Human mothers do something that other primates aren't required to do: pass disproportionately enormous heads though their birth canals.
In Genesis, after early humans eat from the Tree of Knowledge they're condemned to painful childbirth. In a sense, Genesis is accurate. Relentlessly accumulating knowledge, our brains have evolved faster than our bodies, and human heads are almost too large to pass through human bodies. Until the last hundred years or so, childbirth was the principle cause of women's death.

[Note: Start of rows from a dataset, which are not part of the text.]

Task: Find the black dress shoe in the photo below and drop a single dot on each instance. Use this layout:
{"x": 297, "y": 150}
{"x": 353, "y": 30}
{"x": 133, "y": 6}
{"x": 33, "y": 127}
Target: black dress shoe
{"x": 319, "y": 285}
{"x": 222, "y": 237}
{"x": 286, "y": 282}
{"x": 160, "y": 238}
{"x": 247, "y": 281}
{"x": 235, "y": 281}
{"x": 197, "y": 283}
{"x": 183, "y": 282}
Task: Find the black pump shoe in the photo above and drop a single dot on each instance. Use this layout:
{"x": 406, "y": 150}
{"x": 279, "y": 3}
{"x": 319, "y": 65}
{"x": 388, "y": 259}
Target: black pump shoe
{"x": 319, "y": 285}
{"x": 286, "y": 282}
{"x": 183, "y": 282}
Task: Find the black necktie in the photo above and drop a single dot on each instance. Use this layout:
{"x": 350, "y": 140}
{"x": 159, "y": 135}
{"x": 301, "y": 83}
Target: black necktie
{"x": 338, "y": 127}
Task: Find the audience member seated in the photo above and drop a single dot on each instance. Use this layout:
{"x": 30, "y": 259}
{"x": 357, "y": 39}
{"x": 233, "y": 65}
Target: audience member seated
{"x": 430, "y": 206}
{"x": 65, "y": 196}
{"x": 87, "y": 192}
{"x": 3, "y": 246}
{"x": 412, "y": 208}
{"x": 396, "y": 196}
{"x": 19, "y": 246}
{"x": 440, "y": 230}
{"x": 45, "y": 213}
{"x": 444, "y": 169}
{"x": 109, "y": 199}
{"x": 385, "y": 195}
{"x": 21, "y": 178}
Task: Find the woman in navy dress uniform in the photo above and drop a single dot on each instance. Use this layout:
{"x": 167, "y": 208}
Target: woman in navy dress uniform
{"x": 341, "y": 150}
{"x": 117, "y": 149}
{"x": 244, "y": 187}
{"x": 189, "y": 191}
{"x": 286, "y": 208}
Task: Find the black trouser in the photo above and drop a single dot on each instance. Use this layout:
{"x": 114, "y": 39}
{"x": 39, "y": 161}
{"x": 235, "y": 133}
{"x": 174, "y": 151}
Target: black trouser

In the not terribly distant past, an expectant mother on the cusp of childbirth was admitted to the hospital in advance, then stayed at the hospital several days afterward. All in all, it was about a week.
All in all, that seems pretty reasonable. And civilized. It was going to be the last break she'd get for a couple of years.
Then women entered the workforce en masse and started competing directly with men. Now an expectant mother arrives at the hospital when labor begins, and is sent home a day after labor ends.
I'm thinking about this because of an essay that I read here (http://www.independent.co.uk/opinion/commentators/amy-jenkins-give-birth-and-feel-the-power-1242496.html) about the French Minister of Justice Rachida Dati, seen here beside President Sarkozy. Five days after her c-section, she's back at work.
Okay, that lady is one tough hombre, and you can tell by her steely gaze she probably has chunks of people like Sarah Palin in her stool. How many dudes would show up to work five farking days after having surgery that severed their abdominal muscles and opened an internal organ? "Weaker sex" indeed. So I take back the hombre thing. That's by definition beyond hombre.
But in the interest of acting as civilized people, can we all agree that this isn't necessary or any kind of reasonable standard that folks should be expected to meet?
We seem to be in a terrible rush to return to serfdom.